While women appear as notable characters in all of the Gospels,
they play an especially prominent role in Luke’s Gospel. This is evident in
Luke’s frequent pairing of stories about men with parallel stories about women.
In the chapters preceding this week’s text, Luke couples the
angelic announcement to Zechariah about the birth of John the Baptist (1:5–25)
with the annunciation to Mary concerning the birth of Jesus (1:26–38); he
combines the prophecy of Simeon in the Temple (2:25–35) with the prophecy of
Anna the prophetess (2:36–38); and he includes not only a list of Jesus’ male
disciples (6:12–16), but also a list of his female disciples (8:1–3).
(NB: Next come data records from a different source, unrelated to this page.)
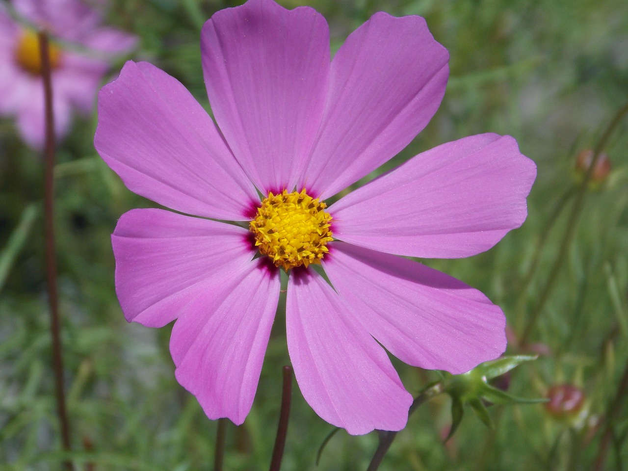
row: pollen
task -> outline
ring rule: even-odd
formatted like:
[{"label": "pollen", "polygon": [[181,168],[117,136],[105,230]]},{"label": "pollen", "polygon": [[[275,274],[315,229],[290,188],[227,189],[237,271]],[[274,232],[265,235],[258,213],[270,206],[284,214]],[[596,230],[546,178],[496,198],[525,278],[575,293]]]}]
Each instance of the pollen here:
[{"label": "pollen", "polygon": [[[48,55],[50,58],[50,68],[55,70],[61,62],[61,50],[58,46],[49,43]],[[30,73],[41,75],[39,39],[32,30],[25,30],[22,33],[15,49],[15,59],[19,66]]]},{"label": "pollen", "polygon": [[259,253],[268,255],[275,266],[286,271],[320,264],[329,252],[327,245],[332,240],[332,217],[325,207],[305,188],[292,193],[284,190],[278,195],[269,193],[249,225]]}]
This
pattern of male/female parallels continues throughout this Gospel, and Luke
7:1–17, where Jesus’ healing of a Centurion’s servant is coupled with the
raising of a widow’s son, provides another instance of this tendency.
Beyond the male/female parallel, there may be another reason
why Luke places these two stories side by side. You may recall that in Jesus’
inaugural sermon in Nazareth he alluded to miracles performed by Elijah and
Elisha (see Luke 4:25–27). It seems significant that the miracles that Jesus
performs here in Luke 7:1–17 bear some relationship to those very same Elijah
and Elisha traditions. Jesus’ healing of the centurion’s servant subtly recalls
Elisha’s healing of Naaman the Syrian in 2 Kings 5:1–15, where Naaman, a
well-respected Gentile official, is healed by Elisha at a distance.
More obviously, Jesus’ raising of the widow of Nain’s son
draws upon 1 Kings 17:8–24, where Elijah raises the widow of Zarephath’s son.
Both stories begin at “the gate of the town,” and like Elijah, Jesus raises the
only son of a widow. Further, both miracles include the line “gave him to his
mother” and conclude by identifying the miracle worker as a “prophet” or “man
of God.”
By drawing on these Elijah and Elisha narratives, Luke
locates Jesus in the tradition of the great miracle-working prophets of the
Hebrew Bible, and by incorporating stories about Gentiles and women (especially
a widow), he adds texture to his portrait of Jesus as one especially concerned
with those on the margins of society.